“Kaitlyn’s in Texas.”
Those words did far more to wake up Clay Morgan than the strong black coffee he’d just poured into his mug. He absorbed their impact while returning the pot to the burner, his moves automatic, his back to the woman seated at the table behind him. He could feel her gaze locked on him. He was bound and determined to appear as though she had just remarked on the weather… not the bombshell fact that the one woman he’d ever loved and was likely to ever love… was in the same state for the first time in over a decade. Clay picked up the mug and stepped to the empty chair, seating himself and then reached for a napkin from the stack on the table.
“You can keep your silence.

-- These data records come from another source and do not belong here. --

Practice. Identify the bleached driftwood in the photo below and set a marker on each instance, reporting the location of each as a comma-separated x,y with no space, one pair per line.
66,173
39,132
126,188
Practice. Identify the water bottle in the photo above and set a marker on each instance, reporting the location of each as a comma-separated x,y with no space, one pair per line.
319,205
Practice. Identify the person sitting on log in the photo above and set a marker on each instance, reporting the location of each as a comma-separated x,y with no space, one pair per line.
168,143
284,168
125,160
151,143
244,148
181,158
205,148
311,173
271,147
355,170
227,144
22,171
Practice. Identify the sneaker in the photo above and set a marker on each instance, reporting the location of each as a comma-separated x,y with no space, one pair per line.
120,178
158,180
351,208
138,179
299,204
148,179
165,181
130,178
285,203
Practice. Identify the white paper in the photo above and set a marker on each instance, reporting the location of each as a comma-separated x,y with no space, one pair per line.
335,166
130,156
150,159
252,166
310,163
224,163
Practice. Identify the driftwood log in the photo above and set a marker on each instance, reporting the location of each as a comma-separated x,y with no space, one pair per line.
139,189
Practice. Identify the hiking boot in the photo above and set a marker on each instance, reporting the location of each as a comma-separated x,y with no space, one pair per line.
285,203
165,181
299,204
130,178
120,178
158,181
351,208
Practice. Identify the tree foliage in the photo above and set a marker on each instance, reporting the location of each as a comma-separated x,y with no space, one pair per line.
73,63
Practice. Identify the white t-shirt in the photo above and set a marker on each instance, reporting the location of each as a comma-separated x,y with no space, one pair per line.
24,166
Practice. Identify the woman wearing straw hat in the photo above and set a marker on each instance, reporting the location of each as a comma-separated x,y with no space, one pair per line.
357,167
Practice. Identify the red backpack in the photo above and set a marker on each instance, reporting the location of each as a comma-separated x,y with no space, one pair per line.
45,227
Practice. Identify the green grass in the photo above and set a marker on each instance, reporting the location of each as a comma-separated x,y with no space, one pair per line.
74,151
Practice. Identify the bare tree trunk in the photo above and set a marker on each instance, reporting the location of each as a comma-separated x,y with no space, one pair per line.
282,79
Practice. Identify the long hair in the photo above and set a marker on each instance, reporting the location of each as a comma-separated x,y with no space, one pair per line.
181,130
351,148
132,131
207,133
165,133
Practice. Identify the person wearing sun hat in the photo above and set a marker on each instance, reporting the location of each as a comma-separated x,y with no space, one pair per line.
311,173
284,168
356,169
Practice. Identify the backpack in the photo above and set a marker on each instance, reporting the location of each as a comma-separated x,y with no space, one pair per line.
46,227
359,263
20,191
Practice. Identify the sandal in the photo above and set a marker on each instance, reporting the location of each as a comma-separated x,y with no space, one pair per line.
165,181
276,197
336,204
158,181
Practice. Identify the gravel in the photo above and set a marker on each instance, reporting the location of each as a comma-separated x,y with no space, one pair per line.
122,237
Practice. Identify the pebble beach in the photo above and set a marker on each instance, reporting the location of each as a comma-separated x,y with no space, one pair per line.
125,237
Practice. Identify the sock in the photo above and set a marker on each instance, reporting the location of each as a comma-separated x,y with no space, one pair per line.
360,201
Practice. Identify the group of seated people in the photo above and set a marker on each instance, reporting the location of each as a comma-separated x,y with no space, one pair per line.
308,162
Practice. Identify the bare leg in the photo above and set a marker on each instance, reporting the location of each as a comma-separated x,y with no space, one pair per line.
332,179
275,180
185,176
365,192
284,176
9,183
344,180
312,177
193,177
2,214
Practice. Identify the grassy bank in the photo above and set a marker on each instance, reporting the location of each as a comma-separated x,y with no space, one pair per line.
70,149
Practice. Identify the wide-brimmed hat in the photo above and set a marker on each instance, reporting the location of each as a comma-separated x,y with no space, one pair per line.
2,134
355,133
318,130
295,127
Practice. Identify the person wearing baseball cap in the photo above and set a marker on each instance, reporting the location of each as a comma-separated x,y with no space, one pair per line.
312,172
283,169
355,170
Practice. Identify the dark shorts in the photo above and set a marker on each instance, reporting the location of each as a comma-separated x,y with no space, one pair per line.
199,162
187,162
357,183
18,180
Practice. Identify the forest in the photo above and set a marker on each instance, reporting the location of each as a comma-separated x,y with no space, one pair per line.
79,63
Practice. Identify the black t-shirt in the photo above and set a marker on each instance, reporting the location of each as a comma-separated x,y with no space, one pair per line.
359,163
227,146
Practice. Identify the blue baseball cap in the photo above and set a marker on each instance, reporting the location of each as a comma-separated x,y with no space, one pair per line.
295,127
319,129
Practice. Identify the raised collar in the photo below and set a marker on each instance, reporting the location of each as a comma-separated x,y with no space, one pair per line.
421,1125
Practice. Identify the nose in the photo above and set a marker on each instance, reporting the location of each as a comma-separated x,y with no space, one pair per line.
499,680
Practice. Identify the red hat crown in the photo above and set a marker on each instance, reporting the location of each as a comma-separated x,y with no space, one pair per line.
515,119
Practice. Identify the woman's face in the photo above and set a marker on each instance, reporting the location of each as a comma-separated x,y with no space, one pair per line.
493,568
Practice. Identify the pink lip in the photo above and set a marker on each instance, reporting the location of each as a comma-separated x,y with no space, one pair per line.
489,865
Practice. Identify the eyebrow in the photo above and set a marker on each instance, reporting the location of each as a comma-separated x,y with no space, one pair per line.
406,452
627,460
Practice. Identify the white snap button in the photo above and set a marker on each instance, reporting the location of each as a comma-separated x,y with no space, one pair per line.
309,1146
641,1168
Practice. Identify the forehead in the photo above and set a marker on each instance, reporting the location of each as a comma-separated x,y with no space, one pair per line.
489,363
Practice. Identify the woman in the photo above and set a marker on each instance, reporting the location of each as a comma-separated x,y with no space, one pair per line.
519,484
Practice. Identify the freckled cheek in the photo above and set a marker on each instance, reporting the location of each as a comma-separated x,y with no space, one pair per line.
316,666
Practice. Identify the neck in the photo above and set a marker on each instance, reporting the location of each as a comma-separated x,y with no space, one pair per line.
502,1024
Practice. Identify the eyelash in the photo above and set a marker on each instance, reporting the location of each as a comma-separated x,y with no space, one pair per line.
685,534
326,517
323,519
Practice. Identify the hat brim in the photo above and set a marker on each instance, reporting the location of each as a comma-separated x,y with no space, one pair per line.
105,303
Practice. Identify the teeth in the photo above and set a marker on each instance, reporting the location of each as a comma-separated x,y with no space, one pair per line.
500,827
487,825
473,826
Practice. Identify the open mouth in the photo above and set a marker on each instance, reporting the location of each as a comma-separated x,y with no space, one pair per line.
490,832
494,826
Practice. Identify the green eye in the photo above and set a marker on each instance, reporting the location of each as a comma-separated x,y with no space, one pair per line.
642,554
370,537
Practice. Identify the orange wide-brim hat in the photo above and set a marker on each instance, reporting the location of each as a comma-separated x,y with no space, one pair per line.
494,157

But I can’t. I’m an old woman who can admit I’ve made my share of mistakes in my lifetime. And there is none I regret as much as sending Kaitlyn away and keeping the two of you apart. I should have listened to my granddaughter. I should have trusted in you. Instead, I was a meddlesome, old fool too full of myself and too blind to see beyond my own wants.”
Not much surprised Clay, given his job. But the woman’s words had stopped him in his tracks. The whole subject came out of the blue and it was one he didn’t care to visit. However, it was obvious Georgia Russell was intent on saying what was on her mind. Leaning back, he folded his arms across his chest and waited.
“Don’t give me that granite, Texas Ranger face of yours.” She grumped at him, her hands clasped in front of her on the table. “It might work on those criminal types you deal with, but not me. And before you ask it, no… I have not lost my mind and I’m not having early signs of dementia. I’m having an attack of conscience… albeit a few years late.”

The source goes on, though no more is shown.